Click, on the other hand, are just plain weird, and it's a mircle that any language has them.
Phonemic features which are strongly areal like the ones you mention, and a few others, such as labial-velar consonants as you see on this map, and ejective consonants. They are uncommon for some reason unknown to me. But they also spread easily from one language to another since they are easy enough to learn.
Personally, I wouldn't say that tone is that uncommon (but as you noted it is much more common in some parts of the world than others), but the reason they've turned up in Punjabi is because of transphonologisation from so-called murky consonants (aspirated voiced plosives). These are no longer aspirated, so the adjacent vowel gets a low tone. I don't personally know much about what went on in the Punjab and adjacent regions, but it is rather common for this kind of process to happen to many neighbouring languages at once. This is why we've got tone in Norwegian and in Swedish.

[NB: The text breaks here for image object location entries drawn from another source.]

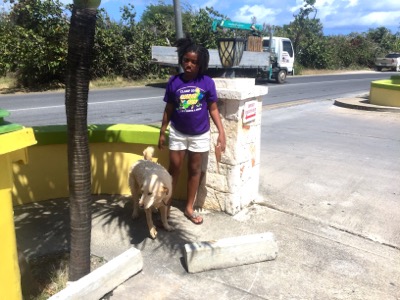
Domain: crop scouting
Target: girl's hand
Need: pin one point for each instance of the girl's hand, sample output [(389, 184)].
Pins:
[(161, 141), (221, 142)]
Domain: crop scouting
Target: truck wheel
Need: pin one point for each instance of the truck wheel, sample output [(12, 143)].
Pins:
[(281, 76)]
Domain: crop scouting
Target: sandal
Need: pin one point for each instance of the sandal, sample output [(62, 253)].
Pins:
[(194, 218)]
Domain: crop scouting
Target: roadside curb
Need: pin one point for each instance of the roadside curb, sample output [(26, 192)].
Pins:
[(363, 104)]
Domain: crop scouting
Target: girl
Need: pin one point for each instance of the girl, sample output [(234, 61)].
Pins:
[(190, 99)]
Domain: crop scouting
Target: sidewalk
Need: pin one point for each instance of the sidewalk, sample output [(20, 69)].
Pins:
[(328, 191)]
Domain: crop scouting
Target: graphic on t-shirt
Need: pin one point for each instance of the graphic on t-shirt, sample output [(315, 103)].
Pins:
[(189, 98)]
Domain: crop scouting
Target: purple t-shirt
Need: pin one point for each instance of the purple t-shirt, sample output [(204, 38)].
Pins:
[(190, 99)]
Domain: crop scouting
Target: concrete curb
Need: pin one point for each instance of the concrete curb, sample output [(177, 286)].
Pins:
[(363, 104), (230, 252), (104, 279)]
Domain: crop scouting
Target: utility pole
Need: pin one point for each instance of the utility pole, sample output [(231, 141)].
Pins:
[(178, 23), (178, 19)]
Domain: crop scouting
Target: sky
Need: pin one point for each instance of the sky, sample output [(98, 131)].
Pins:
[(337, 16)]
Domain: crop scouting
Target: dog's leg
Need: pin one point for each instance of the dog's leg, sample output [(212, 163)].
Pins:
[(164, 218), (149, 219), (135, 200)]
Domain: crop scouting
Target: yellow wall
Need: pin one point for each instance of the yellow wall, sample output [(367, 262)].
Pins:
[(46, 175), (385, 92), (12, 149)]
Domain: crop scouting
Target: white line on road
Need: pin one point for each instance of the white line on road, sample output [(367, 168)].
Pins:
[(90, 103)]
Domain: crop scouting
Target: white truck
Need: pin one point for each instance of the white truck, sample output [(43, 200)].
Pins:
[(390, 61), (272, 62), (281, 57)]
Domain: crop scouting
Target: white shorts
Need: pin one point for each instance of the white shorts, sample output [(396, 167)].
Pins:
[(194, 143)]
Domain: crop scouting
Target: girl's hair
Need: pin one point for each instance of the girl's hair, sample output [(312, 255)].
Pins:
[(185, 45)]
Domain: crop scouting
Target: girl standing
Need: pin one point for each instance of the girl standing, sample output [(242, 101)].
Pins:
[(190, 99)]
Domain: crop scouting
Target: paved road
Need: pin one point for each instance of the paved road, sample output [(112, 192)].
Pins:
[(143, 105)]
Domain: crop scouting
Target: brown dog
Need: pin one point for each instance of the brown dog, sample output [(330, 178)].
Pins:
[(153, 182)]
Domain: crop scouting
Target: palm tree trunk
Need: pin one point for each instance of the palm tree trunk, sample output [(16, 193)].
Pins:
[(80, 46)]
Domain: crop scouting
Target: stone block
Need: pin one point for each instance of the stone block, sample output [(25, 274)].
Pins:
[(104, 279), (230, 252)]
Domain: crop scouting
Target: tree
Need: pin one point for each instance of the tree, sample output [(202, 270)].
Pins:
[(33, 42), (80, 48)]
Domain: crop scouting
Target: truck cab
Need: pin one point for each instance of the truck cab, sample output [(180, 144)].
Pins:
[(282, 57)]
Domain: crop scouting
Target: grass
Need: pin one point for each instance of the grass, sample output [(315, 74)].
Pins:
[(50, 274)]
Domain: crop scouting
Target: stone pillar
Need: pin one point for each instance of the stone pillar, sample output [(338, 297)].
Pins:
[(233, 183)]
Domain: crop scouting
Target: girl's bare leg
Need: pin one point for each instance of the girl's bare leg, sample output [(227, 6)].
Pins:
[(194, 173)]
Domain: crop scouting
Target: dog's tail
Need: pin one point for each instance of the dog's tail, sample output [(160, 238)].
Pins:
[(148, 153)]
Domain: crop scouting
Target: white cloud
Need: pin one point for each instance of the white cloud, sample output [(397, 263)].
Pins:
[(261, 13)]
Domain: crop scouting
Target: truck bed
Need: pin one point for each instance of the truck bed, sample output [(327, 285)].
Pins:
[(167, 56)]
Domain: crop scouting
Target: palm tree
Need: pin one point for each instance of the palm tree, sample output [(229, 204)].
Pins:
[(80, 46)]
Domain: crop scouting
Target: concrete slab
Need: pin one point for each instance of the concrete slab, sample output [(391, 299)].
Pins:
[(104, 279), (230, 252)]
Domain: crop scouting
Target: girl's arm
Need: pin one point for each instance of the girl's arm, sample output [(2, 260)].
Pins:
[(214, 113), (169, 108)]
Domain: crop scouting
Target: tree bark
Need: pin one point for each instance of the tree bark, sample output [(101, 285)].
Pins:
[(80, 48)]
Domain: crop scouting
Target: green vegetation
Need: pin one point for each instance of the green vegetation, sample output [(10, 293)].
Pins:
[(33, 39)]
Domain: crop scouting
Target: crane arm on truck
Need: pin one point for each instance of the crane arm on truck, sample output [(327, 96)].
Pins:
[(253, 28)]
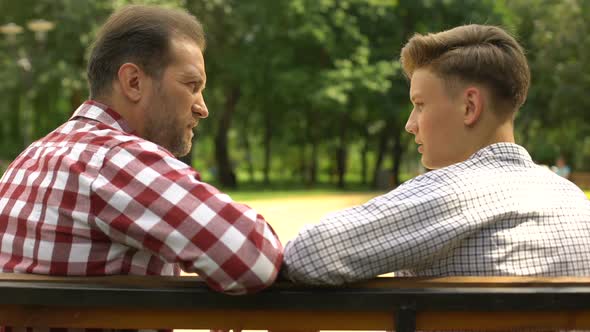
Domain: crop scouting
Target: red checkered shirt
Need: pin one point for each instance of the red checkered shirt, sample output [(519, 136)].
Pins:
[(93, 199)]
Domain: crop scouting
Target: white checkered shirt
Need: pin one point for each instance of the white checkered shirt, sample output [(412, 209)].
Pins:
[(495, 214), (93, 199)]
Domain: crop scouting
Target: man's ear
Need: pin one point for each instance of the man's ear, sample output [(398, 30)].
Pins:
[(474, 105), (131, 81)]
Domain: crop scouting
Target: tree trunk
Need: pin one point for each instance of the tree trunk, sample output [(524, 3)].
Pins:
[(267, 146), (382, 147), (341, 151), (313, 165), (365, 161), (226, 175), (397, 153)]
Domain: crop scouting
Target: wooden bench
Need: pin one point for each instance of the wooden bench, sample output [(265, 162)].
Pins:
[(405, 304), (581, 179)]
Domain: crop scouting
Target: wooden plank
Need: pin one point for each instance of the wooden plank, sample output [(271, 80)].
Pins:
[(384, 282), (129, 318)]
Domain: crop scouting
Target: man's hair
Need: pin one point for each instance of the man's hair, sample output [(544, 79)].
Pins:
[(142, 35), (482, 54)]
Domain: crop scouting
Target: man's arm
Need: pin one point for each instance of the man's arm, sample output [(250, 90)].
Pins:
[(405, 229), (146, 199)]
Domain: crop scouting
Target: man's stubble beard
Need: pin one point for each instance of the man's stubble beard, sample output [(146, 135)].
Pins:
[(164, 130)]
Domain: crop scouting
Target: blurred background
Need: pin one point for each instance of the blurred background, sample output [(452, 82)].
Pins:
[(303, 93)]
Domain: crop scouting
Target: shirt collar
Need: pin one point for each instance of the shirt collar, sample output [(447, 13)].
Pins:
[(91, 109), (505, 150)]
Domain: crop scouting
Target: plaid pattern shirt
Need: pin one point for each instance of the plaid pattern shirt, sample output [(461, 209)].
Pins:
[(93, 199), (496, 213)]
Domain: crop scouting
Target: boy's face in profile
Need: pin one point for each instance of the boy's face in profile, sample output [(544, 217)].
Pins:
[(436, 120)]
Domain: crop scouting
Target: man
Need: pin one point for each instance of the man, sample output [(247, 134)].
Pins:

Clicks: although they are common in Bantu languages, apparently Proto-Bantu never had anything like a click. They were borrowed from Khoisan languages.
So click languages don't seem to exist outside southern Africa precisely because it is very rare for a language to evolve clicks. They just did once and spread like wildfire.
One theory is that climate plays an important role on developing (or suppressing) features of languages local to a region. In other words, tonal languages arise in warm and humid regions (usually, with subtropical climate).
This question (and answers to it) may shed some light: Influence of the climate and geography on the phonemes
This answer refers a work named „Climate, vocal folds, and tonal languages: Connecting the physiological and geographic dots” by Caleb Everett, Damián E. Blasi and Seán G. Roberts. Here's an excerpt (highlight mine), which is self-evident:
We summarize a number of findings in laryngology demonstrating that perturbations of phonation, including increased jitter and shimmer, are associated with desiccated ambient air.
We predict that, given the relative imprecision of vocal fold vibration in desiccated versus humid contexts, arid and cold ecologies should be less amenable, when contrasted to warm and humid ecologies, to the development of languages with phonemic tone, especially complex tone.
This prediction is supported by data from two large independently coded databases representing 3,700+ languages. Languages with complex tonality have generally not developed in very cold or otherwise desiccated climates, in accordance with the physiologically based predictions. The predicted global geographic–linguistic association is shown to operate within continents, within major language families, and across language isolates. Our results offer evidence that human sound systems are influenced by environmental factors.